Retirement researchers have often wondered what Boomers will do when they finally get hold of their 401(k) or 403(b) or IRA assets. Will they burn through the cash and be flat broke at 75? Will they be spendthrift grasshoppers or frugal ants?
It’s too soon to know how Boomers will manage their savings. But a new study of existing retirees suggests that those with under $90,000 in their accounts may spend it quickly, but people with more than that are likely to hoard their savings.
“Our central finding is that PRA [personal retirement account] assets, like home equity, tend to be conserved in the early retirement years,” write James Poterba of MIT, Steven Vesti of Dartmouth and David Wise of Harvard. “Only a small proportion of households draw down PRA assets precipitously either before or after age 70½.”
Indeed, if there were no Required Minimum Distribution of qualified savings at age 70½, the current cohort of affluent older Americans seems to obey the conventional wisdom that it’s best to spend tax-favored assets last—after guaranteed income and taxable assets.
“There’s been concern that individuals would draw the money out as soon as they got there, and the assets wouldn’t last long during the retirement period. But the evidence is that the withdrawal profiles are relatively modest. Some are making large withdrawals, but the average is modest. It also looks as though the RMD rules are biting,” MIT’s Poterba told RIJ.
The paper, “The Drawdown of Personal Retirement Assets,” says that only about 20% of retiree households report withdrawals from traditional IRAs and 401(k)s before age 70½. After that, the proportion reporting withdrawals jumps to 60%.
Even then, “the overall proportion of assets withdrawn continues to be a small proportion of the PRA balance. This withdrawal ratio averages between one and two percent between ages 60 and 69, and rises to about 5% at age 70½. It fluctuates around that level through age 85.”
“Our evidence is consistent with the view that most households conserve PRA assets for a ‘rainy day,’” the paper said. “Households may want to preserve these funds for contingencies such as entry to a nursing home or other large expenditures”—much as they resist tapping home equity except as a last resort.
But many of today’s retirees have defined benefit pensions that allow them to defer the use of 401(k) assets, MIT’s Poterba told RIJ. Future retirees, few of whom will have DB pensions, may not have that luxury, he conceded.
Future retirees may also have larger average balances, since they’ve spent more time in the 401(k)/IRA era that began in the mid-1980s and which progressed hand in hand with two huge run-ups in stock prices (along with a couple of major busts).
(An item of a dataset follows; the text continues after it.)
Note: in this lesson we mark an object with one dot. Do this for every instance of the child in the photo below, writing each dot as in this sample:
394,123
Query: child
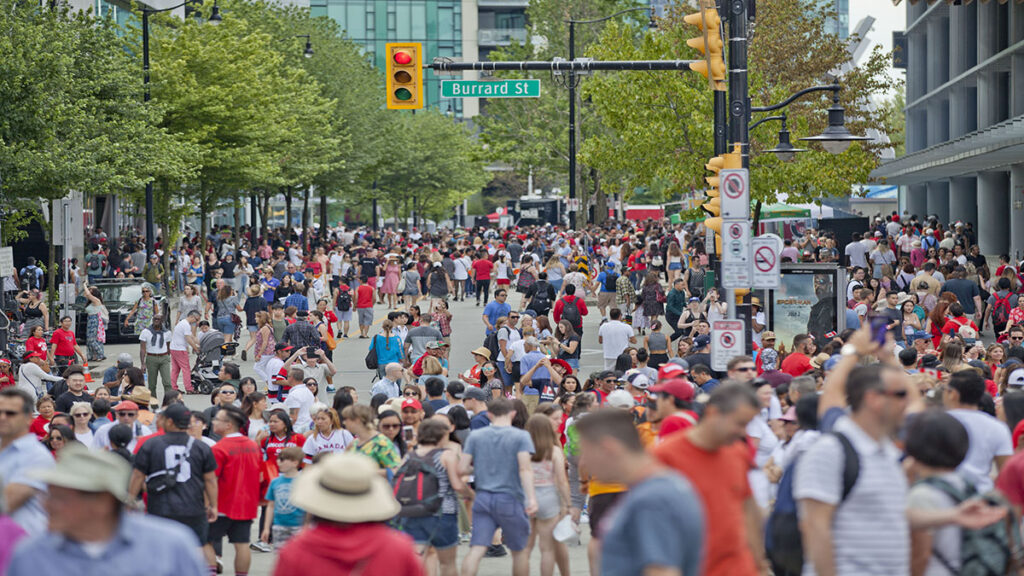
283,520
“While I think that what we report provides a good snapshot of people of current retirement age, the key challenge in looking forward is that people will have had more years to save in 401(k)s,” Poterba said.
“This is a population first that did not work all of its working life when 401(k)s were ubiquitous,” he added. “They’re reaching retirement with smaller balances, and they have a higher rate of DB coverage than successor generations, so more of them I suspect are people who were able to take 401(k) plans as a supplemental plan.”
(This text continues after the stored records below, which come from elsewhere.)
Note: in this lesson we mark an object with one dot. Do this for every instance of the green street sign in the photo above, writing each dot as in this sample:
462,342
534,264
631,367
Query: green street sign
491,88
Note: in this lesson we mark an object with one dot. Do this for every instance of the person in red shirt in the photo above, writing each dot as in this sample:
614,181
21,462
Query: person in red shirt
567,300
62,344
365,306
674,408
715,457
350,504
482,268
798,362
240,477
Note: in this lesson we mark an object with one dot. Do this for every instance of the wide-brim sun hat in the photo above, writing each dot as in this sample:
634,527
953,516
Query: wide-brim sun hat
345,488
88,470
The study is also skewed in the sense that not low-income Americans are a lot less likely to have PRAs. The paper shows that only 8% of the people in the bottom 10% of wealth, health and income status have PRAs, while 80% of people in the top 10% do. (It’s well known that only about one half of American workers have access to any workplace retirement savings plan.)
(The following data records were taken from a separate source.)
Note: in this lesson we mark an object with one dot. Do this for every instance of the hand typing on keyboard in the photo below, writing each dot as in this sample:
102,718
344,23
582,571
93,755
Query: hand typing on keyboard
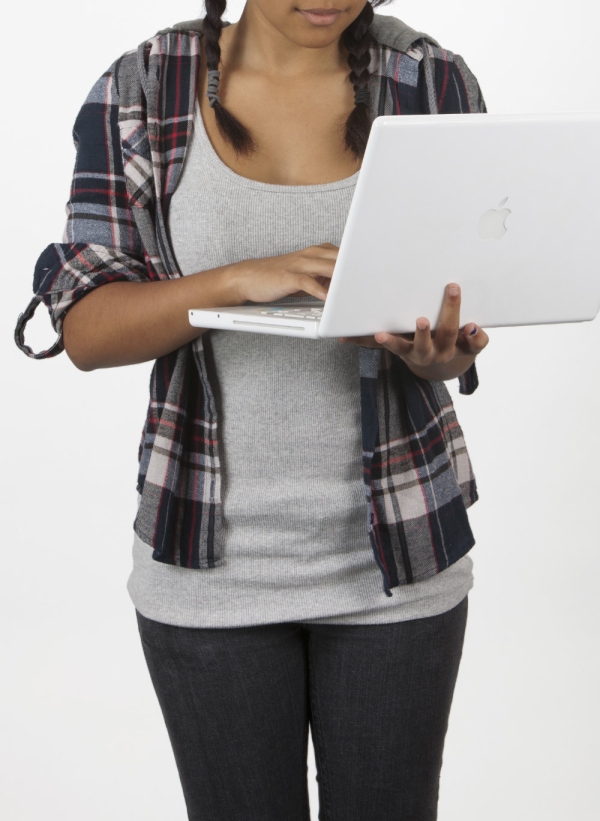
271,278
People with smaller account balances are more likely to spend down those balances quickly in retirement, the paper showed. Early retirees (ages 60 to 69) with less than $90,000 in their PRAs were likely to withdraw at least 10% of their assets per year. Those with $20,000 to $30,000 in their accounts spent down an average of 22% a year.
The paper also showed that, “among households headed by someone between the ages of 60 and 69, roughly 10% of PRA owners make an annual withdrawal of 5% or more of their PRA assets, and about 7% withdraw more than 10% of assets.
“At ages 72 and older, after required distributions begin, 59% of households withdraw less than 5% of their PRA balance in a typical year, and 77% withdraw less than 10% of balance. On the other hand, 11% of those over the age of 72 withdraw more than 20% of their balance.”